No doubt in Islamabad and New York, where the decisions for evacuation were being made, the situation must have looked different. But stuck in the middle of a city of 100,000, 200 miles south of where the cruise missiles had struck, the sense of isolation was strong. There was ample food and water in the UN compound, as at the Red Cross nearby, but neither could have withstood even the most half-hearted of bombs.

On Thursday night few of us slept much. Every truck rumbling up the dirt track outside sounded like the stamping of an angry crowd's feet, every jeep horn signalled the arrival of Taliban soldiers.

Mr bin Laden has built a house less than 300 yards from the UN compound in Kandahar. He uses it infrequently now but it is home to Mullah Omah - the reclusive cleric, known as the Commander of the Faithful, who leads the Taliban. The two are good friends and are said to go off fishing together, with hand grenades, after prayers on a Friday.

A mile south west of Kandahar airstrip, on the edge of the desert that runs to Iran, Mr bin Laden has another residence - used as guerrilla training camp, and ringed with minefields.

It was clear to all of us in the UN compound that our safety depended on the Taliban. Only they had the authority to protect us - if they wanted to.

Keeping to the compound for our safety, it was impossible to know what the mood was like in the city. It was clear that the inhabitants would hear very quickly that something had happened - quite what they would be told was another matter. My driver, who had spent two days wrestling his Toyota Corolla Estate down the 300-mile road from Kabul, asked me apologetically if it was all right if he stopped working for me. Now that the Americans had invaded Afghanistan, he said, it was not safe for him.

We heard that a rally against foreign intervention was planned on Friday morning. There was concern that the mullahs might whip up a frenzy. When we heard that the governor of Kandahar, Mullah Mohammed Hassan Rachmani, known as a hardliner, would be attending, it was clear that it was in many ways an acid test of the Taliban's attitude towards us.

The rally went off peacefully, and, as Friday afternoon turned to Friday night, we began to relax. Apparently the United Nations had decided that an immediate full scale evacuation might compromise their neutrality so, though we were assured there were two planes on standby, they believed the immediate threat had receded.

But in the compound, despite the calm in the town outside, the decision seemed bizarre. New York would be drafting a carefully worded statement to make clear, without taking sides, that the UN expected the Taliban, as per a memorandum of understanding signed earlier this year, to guarantee our safety.

It appears that they did. Local staff told us that groups were being organised in town for an attack but that the Taliban had kept them in check.
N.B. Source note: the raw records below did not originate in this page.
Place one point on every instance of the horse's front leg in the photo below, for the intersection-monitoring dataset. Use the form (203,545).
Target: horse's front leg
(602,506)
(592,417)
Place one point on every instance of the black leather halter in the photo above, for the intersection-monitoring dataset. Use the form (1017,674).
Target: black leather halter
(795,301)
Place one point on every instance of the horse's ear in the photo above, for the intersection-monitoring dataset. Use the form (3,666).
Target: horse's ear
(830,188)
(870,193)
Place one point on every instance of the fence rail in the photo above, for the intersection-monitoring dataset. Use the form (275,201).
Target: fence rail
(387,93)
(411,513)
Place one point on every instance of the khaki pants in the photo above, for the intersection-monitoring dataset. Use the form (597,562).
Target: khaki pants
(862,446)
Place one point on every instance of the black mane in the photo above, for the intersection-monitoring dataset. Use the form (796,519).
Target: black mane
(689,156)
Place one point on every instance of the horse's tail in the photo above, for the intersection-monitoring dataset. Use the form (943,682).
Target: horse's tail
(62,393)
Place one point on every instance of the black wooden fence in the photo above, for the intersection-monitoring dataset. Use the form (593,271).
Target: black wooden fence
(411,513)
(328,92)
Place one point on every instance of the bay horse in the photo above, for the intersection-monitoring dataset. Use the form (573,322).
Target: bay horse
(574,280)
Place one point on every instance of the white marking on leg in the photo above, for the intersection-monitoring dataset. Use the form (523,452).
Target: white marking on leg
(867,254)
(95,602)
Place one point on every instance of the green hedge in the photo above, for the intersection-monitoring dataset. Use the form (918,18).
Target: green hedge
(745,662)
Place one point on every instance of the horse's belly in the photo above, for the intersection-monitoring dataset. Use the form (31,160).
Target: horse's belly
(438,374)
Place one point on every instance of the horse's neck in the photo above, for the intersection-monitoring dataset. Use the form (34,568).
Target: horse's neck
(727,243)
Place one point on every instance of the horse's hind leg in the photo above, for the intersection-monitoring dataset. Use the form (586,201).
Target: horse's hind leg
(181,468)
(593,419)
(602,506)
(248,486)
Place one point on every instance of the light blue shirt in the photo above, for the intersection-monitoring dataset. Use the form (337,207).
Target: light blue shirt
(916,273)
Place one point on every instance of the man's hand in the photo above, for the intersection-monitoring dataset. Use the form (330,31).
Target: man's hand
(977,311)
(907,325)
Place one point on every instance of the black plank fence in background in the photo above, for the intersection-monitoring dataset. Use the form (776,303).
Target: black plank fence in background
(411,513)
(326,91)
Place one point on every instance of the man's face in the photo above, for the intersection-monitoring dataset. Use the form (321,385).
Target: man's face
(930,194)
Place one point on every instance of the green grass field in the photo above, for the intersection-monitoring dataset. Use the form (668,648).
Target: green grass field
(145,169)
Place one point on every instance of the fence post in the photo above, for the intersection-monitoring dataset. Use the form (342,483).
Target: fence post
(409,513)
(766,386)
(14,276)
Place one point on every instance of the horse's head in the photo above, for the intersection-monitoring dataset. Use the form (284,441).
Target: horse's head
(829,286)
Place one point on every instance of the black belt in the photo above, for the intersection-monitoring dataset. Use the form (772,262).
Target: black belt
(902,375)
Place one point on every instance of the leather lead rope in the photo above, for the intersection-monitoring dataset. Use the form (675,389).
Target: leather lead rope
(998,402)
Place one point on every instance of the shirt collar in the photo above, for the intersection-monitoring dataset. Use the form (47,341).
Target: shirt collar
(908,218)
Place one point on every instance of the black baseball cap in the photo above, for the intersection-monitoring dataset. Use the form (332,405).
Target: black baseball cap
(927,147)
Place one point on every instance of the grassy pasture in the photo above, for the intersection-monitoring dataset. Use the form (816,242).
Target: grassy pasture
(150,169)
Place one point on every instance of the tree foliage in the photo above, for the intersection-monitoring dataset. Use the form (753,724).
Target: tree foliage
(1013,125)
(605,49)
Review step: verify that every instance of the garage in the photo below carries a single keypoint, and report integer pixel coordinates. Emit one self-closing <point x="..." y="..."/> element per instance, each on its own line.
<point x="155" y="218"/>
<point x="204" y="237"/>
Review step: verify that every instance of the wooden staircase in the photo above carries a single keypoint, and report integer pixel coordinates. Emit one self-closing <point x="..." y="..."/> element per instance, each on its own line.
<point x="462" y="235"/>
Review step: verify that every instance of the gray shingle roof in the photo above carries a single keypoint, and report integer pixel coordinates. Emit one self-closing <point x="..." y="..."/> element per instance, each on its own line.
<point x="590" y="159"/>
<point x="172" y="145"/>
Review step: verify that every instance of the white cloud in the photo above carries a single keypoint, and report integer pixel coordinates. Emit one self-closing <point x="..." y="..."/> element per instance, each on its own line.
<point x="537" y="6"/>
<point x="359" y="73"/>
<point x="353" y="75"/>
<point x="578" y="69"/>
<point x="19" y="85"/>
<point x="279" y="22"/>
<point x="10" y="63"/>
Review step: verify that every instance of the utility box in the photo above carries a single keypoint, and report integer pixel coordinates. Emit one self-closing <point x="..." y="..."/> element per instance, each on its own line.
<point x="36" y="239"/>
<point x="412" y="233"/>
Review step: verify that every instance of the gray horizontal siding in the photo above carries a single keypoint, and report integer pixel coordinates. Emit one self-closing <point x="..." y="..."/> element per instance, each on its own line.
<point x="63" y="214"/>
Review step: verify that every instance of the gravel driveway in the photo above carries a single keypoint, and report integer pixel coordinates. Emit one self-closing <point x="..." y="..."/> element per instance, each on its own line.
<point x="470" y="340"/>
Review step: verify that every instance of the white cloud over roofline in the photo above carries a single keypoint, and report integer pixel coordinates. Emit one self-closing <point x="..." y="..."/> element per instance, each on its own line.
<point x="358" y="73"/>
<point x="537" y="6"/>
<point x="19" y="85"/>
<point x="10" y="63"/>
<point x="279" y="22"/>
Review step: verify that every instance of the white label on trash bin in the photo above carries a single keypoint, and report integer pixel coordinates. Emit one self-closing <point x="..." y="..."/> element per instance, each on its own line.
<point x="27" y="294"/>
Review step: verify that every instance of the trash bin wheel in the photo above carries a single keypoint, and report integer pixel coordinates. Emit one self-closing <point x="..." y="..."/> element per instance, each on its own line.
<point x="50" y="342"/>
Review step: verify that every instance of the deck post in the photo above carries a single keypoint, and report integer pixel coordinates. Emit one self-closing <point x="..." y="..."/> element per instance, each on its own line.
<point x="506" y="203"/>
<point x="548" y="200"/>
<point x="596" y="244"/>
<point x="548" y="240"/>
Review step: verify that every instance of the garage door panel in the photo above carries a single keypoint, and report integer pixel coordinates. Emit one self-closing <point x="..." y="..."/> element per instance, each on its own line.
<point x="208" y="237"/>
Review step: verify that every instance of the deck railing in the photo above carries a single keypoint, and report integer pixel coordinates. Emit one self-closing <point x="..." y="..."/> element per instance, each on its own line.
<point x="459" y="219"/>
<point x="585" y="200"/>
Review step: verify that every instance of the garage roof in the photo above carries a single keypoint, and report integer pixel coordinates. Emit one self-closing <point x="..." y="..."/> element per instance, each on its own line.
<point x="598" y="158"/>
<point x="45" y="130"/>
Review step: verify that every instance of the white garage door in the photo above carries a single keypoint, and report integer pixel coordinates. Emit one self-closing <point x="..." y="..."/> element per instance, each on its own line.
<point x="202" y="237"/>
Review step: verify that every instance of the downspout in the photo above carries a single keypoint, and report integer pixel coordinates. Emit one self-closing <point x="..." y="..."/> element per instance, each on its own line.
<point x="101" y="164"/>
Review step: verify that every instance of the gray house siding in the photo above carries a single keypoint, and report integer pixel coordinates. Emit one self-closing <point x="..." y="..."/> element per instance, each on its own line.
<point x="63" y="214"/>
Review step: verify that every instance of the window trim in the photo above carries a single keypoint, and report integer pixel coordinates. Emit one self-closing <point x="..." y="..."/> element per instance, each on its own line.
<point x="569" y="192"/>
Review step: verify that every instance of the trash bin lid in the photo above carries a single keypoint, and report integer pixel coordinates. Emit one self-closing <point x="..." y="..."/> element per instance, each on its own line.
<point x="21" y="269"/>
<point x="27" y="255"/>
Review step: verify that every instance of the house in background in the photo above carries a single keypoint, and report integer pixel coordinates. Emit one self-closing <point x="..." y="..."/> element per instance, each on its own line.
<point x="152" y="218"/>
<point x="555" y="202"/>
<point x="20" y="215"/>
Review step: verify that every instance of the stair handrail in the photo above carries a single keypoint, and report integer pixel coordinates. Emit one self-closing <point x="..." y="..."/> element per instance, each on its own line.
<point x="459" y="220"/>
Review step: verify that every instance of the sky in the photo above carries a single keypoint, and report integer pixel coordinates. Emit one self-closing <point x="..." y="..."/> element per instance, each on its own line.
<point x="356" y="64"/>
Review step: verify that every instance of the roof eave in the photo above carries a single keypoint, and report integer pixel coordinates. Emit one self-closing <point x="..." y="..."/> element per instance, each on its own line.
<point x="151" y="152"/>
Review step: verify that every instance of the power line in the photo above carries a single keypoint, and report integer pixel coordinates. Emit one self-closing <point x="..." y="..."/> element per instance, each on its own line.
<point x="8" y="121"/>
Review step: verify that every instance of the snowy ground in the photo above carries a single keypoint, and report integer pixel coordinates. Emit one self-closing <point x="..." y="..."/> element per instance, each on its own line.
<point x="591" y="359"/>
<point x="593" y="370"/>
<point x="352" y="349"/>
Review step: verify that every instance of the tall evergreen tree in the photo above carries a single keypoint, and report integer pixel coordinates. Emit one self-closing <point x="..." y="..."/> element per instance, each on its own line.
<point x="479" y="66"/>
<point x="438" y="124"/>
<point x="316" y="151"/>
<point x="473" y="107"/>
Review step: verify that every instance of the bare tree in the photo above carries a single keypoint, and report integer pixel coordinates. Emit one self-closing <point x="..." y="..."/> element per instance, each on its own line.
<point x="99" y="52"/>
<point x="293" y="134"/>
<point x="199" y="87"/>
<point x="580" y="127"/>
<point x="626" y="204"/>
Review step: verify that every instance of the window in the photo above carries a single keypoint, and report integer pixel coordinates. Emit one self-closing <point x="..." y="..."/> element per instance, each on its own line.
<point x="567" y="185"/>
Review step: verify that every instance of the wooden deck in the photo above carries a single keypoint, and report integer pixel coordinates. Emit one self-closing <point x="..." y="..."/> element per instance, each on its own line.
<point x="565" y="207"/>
The authorities even said they would provide guards for the compound.

A strong faction in the Taliban, apparently the strongest, appreciate the regime's need for international recognition. In two months' time there is a meeting of the UN committee which will decide what to do with the Afghan seat in the international organisation, currently held by the ousted government of Burhanuddin Rabbani. His troops are clinging to a few strongholds in the north of the country. Some have even linked the timing of the Taliban's successful summer offensive to the decision that will be made on the UN seat.

International recognition would give the Taliban diplomatic access, the pre-requisite for most loans from international funding organisations.

The question is whether the Taliban can improve its international profile, moderate its style and win friends overseas without losing support from their more radical followers at home, as well as the backing of men like Mr bin Laden.